News of the explosion emerged on Friday after communication was lost with the miners and an electrician who went in the mine to check the problem found one worker lying on the ground.
He helped him to safety while the other known survivor made his own way out about 30 minutes later.
Whittall said the cause of the explosion was not known and the day shift in the mine had not reported any problems.
Families of the trapped miners were receiving hourly updates by the company and police.
Grey District mayor Tony Kokshoorn said the rescue was difficult and could take days.

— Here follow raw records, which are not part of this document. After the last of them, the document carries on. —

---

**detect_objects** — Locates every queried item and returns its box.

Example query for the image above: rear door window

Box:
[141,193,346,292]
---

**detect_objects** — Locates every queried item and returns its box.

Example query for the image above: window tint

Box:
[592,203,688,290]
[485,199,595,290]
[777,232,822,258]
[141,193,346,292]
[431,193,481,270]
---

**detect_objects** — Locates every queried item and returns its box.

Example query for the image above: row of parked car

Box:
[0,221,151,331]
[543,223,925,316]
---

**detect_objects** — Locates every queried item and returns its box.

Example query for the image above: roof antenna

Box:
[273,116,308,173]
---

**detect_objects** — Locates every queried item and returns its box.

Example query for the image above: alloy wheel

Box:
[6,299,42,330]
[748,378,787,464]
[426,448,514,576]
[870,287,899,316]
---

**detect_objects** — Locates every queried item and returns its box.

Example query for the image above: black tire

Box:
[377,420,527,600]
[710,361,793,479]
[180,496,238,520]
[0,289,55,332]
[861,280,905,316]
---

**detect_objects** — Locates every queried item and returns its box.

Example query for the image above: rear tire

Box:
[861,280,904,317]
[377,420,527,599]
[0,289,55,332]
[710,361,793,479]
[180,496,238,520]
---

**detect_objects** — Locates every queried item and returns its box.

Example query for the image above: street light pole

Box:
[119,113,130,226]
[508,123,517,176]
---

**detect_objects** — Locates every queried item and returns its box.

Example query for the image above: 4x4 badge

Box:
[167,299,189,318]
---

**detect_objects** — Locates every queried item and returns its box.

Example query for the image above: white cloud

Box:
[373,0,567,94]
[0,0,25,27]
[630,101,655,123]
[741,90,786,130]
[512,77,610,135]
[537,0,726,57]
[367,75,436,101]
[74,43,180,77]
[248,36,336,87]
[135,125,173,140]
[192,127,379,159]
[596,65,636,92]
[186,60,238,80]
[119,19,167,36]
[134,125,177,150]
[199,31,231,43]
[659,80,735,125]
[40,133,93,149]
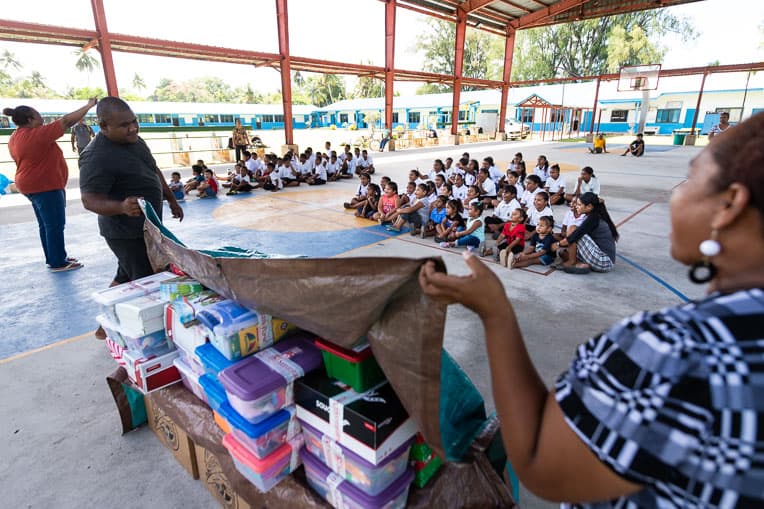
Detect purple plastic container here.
[300,449,414,509]
[219,334,323,424]
[300,421,414,496]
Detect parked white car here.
[504,119,531,140]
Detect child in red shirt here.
[496,209,527,267]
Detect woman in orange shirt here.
[3,97,97,272]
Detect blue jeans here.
[25,189,67,268]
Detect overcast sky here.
[0,0,764,93]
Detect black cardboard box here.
[294,372,417,465]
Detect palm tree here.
[133,73,146,92]
[0,50,22,71]
[73,48,101,86]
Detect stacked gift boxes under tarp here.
[295,338,424,509]
[94,273,444,502]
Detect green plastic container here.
[316,338,385,392]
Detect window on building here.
[716,108,743,122]
[655,108,682,124]
[610,110,629,122]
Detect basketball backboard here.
[618,64,661,92]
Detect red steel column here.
[385,0,396,134]
[690,72,712,134]
[451,8,467,139]
[589,76,602,134]
[90,0,119,97]
[276,0,294,145]
[499,28,515,133]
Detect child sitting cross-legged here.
[435,200,464,243]
[387,184,428,235]
[496,207,527,267]
[355,184,380,219]
[440,202,485,251]
[422,195,448,238]
[506,216,554,269]
[343,173,371,209]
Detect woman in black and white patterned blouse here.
[420,113,764,508]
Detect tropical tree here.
[133,72,146,92]
[512,9,696,80]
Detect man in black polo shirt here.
[79,97,183,337]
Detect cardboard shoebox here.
[144,396,199,479]
[122,350,180,393]
[294,371,417,465]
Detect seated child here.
[440,202,485,251]
[355,184,381,219]
[544,164,565,205]
[506,216,554,269]
[496,207,528,267]
[422,195,447,238]
[183,164,204,194]
[196,168,218,198]
[485,184,522,234]
[307,158,328,186]
[387,184,429,235]
[435,200,464,243]
[525,191,554,236]
[167,171,186,201]
[343,173,371,209]
[373,182,401,225]
[226,165,254,195]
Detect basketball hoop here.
[618,64,661,92]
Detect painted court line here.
[0,331,95,365]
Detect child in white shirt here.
[544,164,565,205]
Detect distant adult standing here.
[3,97,97,272]
[708,111,731,140]
[80,97,183,337]
[621,133,645,157]
[231,119,249,162]
[72,118,95,154]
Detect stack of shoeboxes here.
[295,339,417,509]
[165,282,321,492]
[92,272,180,393]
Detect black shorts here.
[106,238,154,284]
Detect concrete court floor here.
[0,140,703,508]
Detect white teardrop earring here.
[689,230,722,285]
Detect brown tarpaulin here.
[144,214,446,457]
[148,384,515,509]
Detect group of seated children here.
[168,142,375,200]
[344,153,600,268]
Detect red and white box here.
[122,350,181,392]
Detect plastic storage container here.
[194,343,236,378]
[300,422,413,495]
[300,449,414,509]
[172,357,207,403]
[316,338,385,392]
[199,375,228,412]
[196,300,289,360]
[218,336,322,423]
[217,403,302,459]
[223,434,302,493]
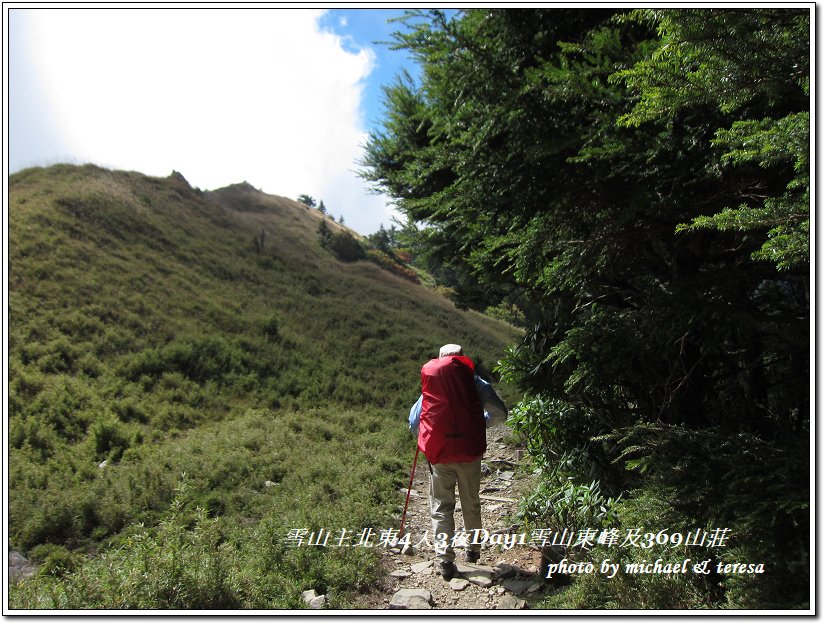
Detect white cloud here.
[10,8,388,233]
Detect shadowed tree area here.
[362,8,810,609]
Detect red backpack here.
[418,355,486,464]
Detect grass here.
[8,165,514,608]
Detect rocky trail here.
[350,425,550,610]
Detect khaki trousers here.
[429,457,483,561]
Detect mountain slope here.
[9,165,513,606]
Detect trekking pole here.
[398,446,421,537]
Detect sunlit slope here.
[8,165,513,550]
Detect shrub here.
[327,231,366,262]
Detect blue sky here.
[6,4,432,234]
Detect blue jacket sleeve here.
[475,375,508,427]
[409,395,423,437]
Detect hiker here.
[409,344,507,580]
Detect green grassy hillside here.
[8,165,513,608]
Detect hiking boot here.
[441,561,458,581]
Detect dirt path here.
[360,425,546,610]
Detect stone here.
[495,561,518,580]
[389,589,432,609]
[410,561,432,574]
[495,594,526,609]
[501,579,535,596]
[457,563,494,587]
[302,589,326,609]
[9,550,37,581]
[406,596,432,609]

But he said the experience of Chile's miners, who were successfully brought to the surface last month after surviving more than two months in a tunnel below the Atacama desert, was a source of inspiration.
"We are holding on to hope. Look at Chile, all those miners were trapped and they all came out alive," he told Fairfax Media Friday.
The mine, which began production last year, has a 2.4 kilometre (1.5 mile) access tunnel running beneath the Paparoa mountain range to the coal seam.
Police said the mine's remote location and the lack of power was complicating the rescue operation.
The South Island's west coast was the scene of the country's worst mine disaster in 1896, when an underground explosion killed 65 miners at the Brunner mine.
The mine involved in Friday's explosion is close to the site of another disaster in 1968, when a blast killed 19 people.
Pike River is jointly owned by New Zealand Oil & Gas and two Indian companies -- Gujarat NRE Coke and Saurashtra Fuels Private Ltd.